The books were “adult” materials. However, it became quickly clear that it was GLBT content that was defining “adultness,” rather than the potential age-appropriateness of the content.

The impact? These books were removed from Amazon’s search engine.

Dan Savage weighs in:

It’s a freaking high-tech book burning. Mein Kampf and American Psycho not considered “adult” by Amazon, Heather Has Two Mommies—a children’s book—is? And no anti-gay titles affected, so first search on ‘homosexual’ brings up AFA book on preventing your kid from being gay when he grows up!

The line. Amazon has responded that the removal of these books was a “glitch.” But apparently an Amazon representative has said that it wasn’t a technical error. From Feministing:

Basically he said that amazon has been experimenting with the way they dole out content specifically so that people who are searching Harry Potter or whatever won’t run into links to products that might be offensive….It’s super fucked up, but apparently he’s saying that Amazon is a bully when it comes to stuff like this and it’s all about sales for them and it’s not about censorship. …  this is mandated from their bosses, who essentially want to be Walmart.

Our take: This exposes the private censorship that is going on and probably to a larger extent than we are usually aware of. This censorship is, of course, private corporate decisions, and there’s no law being violated here. But there is a danger to recognize when one store which has such broad reach decides to tighten content restrictions.


Anna N. at Jezebel points out:

Whether or not Amazon intended to keep us from buying evil gay propaganda, the debacle does reveal something disturbing about our reliance on online bookstores. At least in books-and-mortar stores you have to actually burn the books to keep them away from people — on Amazon, you can just make them invisible.

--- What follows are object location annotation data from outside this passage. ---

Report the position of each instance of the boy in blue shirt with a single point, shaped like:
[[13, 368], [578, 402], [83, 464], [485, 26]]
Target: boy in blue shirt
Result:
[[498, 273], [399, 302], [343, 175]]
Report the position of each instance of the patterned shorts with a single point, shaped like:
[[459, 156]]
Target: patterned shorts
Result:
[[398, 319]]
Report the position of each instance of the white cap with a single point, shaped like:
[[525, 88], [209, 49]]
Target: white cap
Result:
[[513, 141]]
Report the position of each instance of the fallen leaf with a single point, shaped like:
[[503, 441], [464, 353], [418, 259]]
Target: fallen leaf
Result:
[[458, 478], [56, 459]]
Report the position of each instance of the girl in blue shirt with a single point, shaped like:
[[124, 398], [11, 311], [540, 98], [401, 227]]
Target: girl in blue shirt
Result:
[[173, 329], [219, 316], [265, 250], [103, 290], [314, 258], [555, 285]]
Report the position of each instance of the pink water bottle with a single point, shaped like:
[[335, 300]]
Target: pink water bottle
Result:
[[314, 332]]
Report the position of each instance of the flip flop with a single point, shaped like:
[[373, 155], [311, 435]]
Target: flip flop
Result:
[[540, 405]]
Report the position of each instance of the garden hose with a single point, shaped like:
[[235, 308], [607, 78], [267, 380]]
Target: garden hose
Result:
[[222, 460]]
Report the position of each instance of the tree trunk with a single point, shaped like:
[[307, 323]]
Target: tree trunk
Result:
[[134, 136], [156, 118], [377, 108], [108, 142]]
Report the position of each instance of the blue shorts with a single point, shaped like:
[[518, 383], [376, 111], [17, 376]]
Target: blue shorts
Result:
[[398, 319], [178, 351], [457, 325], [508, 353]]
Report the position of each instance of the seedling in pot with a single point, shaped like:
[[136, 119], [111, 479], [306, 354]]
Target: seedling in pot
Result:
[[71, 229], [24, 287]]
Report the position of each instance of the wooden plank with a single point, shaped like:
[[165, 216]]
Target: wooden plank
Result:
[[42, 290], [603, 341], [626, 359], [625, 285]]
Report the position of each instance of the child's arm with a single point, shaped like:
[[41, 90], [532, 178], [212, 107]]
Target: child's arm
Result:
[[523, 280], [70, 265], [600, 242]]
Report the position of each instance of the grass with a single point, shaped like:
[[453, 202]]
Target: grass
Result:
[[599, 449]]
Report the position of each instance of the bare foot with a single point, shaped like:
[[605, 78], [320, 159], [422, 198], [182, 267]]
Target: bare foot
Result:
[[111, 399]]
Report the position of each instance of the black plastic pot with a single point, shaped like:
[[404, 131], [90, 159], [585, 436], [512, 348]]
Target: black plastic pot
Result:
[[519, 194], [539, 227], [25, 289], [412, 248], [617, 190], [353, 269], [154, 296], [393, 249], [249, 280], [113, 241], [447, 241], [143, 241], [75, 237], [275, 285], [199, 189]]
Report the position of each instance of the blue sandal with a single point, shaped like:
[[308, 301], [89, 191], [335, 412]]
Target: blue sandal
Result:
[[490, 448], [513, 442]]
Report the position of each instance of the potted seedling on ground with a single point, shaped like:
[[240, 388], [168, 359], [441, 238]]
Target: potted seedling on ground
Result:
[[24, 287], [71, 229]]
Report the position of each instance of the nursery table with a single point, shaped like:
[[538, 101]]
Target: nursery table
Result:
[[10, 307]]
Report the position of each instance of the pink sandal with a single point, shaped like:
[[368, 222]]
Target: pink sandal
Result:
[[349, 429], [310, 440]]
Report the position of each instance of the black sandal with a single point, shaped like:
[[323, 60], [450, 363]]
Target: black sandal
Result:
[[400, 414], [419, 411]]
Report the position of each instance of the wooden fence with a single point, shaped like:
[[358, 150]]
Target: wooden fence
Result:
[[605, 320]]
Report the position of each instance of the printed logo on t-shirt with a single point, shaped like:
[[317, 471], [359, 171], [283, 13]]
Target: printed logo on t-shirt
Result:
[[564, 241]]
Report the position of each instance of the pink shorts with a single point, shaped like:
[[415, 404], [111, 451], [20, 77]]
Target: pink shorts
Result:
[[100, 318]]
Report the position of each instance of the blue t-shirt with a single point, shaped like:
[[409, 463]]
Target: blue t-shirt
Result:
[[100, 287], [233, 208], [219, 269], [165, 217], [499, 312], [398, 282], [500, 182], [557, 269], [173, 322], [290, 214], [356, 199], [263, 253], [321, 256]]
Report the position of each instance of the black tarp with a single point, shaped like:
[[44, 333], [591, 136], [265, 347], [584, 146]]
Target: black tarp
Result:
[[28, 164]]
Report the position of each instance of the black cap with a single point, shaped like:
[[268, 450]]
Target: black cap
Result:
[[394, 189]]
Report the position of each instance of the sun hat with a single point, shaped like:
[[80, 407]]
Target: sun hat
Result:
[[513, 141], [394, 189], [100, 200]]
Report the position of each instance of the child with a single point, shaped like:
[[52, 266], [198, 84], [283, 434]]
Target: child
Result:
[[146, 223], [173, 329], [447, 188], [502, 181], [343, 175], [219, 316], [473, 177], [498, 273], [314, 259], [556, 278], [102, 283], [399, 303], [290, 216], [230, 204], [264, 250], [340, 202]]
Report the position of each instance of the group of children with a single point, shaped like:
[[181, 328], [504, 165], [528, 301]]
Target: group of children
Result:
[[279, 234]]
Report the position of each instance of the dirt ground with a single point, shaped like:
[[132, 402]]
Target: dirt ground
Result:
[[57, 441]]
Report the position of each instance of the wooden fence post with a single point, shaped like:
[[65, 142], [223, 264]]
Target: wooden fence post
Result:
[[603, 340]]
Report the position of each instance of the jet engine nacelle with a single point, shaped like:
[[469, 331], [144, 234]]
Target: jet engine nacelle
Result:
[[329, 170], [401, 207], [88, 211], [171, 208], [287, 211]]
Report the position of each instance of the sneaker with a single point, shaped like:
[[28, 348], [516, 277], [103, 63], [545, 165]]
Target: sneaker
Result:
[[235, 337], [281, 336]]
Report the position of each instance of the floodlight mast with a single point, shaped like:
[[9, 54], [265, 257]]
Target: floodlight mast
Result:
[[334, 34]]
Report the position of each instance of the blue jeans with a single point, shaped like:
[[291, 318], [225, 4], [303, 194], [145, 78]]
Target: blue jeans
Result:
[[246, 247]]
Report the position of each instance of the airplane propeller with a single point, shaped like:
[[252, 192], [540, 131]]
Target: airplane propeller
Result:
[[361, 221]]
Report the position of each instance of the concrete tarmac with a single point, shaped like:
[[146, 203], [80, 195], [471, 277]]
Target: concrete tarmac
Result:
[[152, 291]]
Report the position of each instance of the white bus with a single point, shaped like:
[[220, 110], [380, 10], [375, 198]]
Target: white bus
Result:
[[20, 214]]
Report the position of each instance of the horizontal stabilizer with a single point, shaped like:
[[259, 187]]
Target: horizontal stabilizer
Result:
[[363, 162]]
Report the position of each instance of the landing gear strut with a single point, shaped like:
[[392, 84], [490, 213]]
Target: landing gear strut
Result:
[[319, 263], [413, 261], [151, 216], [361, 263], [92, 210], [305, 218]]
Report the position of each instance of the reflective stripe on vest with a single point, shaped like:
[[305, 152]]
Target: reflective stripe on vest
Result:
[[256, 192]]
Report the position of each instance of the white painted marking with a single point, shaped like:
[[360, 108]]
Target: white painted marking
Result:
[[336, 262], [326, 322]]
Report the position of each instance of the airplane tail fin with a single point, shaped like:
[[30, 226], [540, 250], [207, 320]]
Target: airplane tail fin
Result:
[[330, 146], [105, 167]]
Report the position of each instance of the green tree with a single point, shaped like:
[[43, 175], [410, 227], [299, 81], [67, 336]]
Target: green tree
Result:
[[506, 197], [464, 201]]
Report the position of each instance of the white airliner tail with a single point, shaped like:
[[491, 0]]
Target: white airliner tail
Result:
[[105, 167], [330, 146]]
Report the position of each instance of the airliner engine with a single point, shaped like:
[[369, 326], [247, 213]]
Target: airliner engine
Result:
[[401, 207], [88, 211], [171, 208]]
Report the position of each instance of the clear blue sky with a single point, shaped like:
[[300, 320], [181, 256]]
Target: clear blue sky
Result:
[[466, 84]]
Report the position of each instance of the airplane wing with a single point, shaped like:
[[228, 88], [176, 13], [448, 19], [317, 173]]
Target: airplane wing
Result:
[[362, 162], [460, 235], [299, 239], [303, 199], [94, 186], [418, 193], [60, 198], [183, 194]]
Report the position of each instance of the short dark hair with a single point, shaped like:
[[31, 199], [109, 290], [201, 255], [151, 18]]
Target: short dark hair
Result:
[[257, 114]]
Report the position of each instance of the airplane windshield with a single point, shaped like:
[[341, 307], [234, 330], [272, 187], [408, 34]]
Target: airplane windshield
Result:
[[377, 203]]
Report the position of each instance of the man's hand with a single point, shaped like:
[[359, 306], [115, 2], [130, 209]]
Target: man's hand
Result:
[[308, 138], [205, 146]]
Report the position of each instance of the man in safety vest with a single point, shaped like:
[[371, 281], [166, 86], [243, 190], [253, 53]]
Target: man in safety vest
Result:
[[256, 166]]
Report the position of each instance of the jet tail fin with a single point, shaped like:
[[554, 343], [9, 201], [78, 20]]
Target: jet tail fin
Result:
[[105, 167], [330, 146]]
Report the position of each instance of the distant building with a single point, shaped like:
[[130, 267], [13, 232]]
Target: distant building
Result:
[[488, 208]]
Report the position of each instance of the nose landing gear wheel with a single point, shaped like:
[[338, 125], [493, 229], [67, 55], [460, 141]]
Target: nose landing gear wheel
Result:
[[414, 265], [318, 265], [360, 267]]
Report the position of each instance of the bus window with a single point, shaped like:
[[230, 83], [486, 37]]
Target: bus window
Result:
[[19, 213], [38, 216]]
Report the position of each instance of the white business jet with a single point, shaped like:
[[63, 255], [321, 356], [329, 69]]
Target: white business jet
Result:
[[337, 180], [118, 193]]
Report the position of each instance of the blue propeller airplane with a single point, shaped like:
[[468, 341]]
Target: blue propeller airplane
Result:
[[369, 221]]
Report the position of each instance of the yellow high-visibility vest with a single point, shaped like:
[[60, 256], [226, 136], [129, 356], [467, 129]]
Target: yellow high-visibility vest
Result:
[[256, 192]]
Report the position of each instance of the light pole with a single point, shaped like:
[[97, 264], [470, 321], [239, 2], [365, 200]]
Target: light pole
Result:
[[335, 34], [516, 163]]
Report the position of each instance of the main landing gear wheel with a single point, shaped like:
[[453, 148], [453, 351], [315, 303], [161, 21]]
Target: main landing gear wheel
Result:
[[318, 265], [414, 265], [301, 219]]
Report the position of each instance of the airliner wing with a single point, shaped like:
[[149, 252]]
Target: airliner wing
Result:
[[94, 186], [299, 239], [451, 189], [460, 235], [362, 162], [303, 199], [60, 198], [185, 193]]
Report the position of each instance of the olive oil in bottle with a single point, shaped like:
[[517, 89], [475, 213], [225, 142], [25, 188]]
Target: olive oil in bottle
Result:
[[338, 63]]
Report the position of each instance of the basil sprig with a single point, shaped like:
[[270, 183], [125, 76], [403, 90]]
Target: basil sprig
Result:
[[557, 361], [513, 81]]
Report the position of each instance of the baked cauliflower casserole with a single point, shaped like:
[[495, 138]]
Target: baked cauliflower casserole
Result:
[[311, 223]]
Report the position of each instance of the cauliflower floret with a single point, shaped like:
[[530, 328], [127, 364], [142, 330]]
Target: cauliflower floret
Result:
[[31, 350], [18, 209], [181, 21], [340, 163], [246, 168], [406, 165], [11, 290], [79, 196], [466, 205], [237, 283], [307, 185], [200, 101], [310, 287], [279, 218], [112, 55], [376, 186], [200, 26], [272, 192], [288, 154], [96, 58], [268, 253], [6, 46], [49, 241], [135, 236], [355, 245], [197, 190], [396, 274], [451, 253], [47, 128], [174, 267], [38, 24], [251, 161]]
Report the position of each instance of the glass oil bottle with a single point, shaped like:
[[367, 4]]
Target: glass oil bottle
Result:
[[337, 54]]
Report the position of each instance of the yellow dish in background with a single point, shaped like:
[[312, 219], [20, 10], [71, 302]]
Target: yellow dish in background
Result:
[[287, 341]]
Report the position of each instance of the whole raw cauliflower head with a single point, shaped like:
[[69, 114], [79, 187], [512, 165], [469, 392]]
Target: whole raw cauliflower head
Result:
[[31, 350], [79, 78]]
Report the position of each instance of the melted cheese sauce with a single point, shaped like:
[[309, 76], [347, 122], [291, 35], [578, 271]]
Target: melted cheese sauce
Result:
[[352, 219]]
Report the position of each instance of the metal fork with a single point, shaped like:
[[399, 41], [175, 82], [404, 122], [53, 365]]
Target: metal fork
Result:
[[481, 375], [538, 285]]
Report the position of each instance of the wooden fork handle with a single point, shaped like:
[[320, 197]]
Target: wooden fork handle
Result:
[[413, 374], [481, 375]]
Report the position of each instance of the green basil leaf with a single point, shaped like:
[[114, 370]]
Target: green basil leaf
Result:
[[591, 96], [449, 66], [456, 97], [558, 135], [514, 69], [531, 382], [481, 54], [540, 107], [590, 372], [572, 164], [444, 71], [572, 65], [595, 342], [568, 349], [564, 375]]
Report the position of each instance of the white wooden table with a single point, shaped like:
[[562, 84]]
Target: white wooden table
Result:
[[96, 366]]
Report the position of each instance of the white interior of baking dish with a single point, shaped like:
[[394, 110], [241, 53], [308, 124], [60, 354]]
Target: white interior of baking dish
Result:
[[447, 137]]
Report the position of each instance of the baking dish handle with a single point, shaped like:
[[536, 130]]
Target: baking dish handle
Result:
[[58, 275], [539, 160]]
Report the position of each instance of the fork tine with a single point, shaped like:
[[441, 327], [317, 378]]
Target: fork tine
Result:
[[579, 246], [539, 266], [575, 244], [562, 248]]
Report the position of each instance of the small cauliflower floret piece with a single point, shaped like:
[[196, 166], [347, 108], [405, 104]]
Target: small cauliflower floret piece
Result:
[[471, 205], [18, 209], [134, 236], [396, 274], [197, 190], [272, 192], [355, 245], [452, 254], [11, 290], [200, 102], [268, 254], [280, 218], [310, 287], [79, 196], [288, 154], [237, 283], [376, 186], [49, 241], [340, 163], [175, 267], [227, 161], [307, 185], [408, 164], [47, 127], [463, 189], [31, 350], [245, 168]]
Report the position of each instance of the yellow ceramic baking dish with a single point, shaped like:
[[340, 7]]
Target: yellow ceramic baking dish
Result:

A new thread: #glitchmyass collects twitter skeptics of the “glitch” theory. And @vashtan is watching the book list to make sure missing books get back on. At around 3 pm, he tweeted:

WE WIN: AMAZON RESTORES LISTING – please RT: Blacklisted books restored: http://tinyurl.com/dfv9an #amazonfail #glitchmyass

As @raquelita responded around 4 pm:

@vashtan That’s great Amazon’s restoring rankings but it’s by no means done. Not mine, not @JessicaValenti, etc. #amazonfail #glitchmyass

A new thread at Twitter tracks the books that still are not appearing in the Amazon search:

vashtan: #StillDelisted and #Delistme for those books that have not been restored?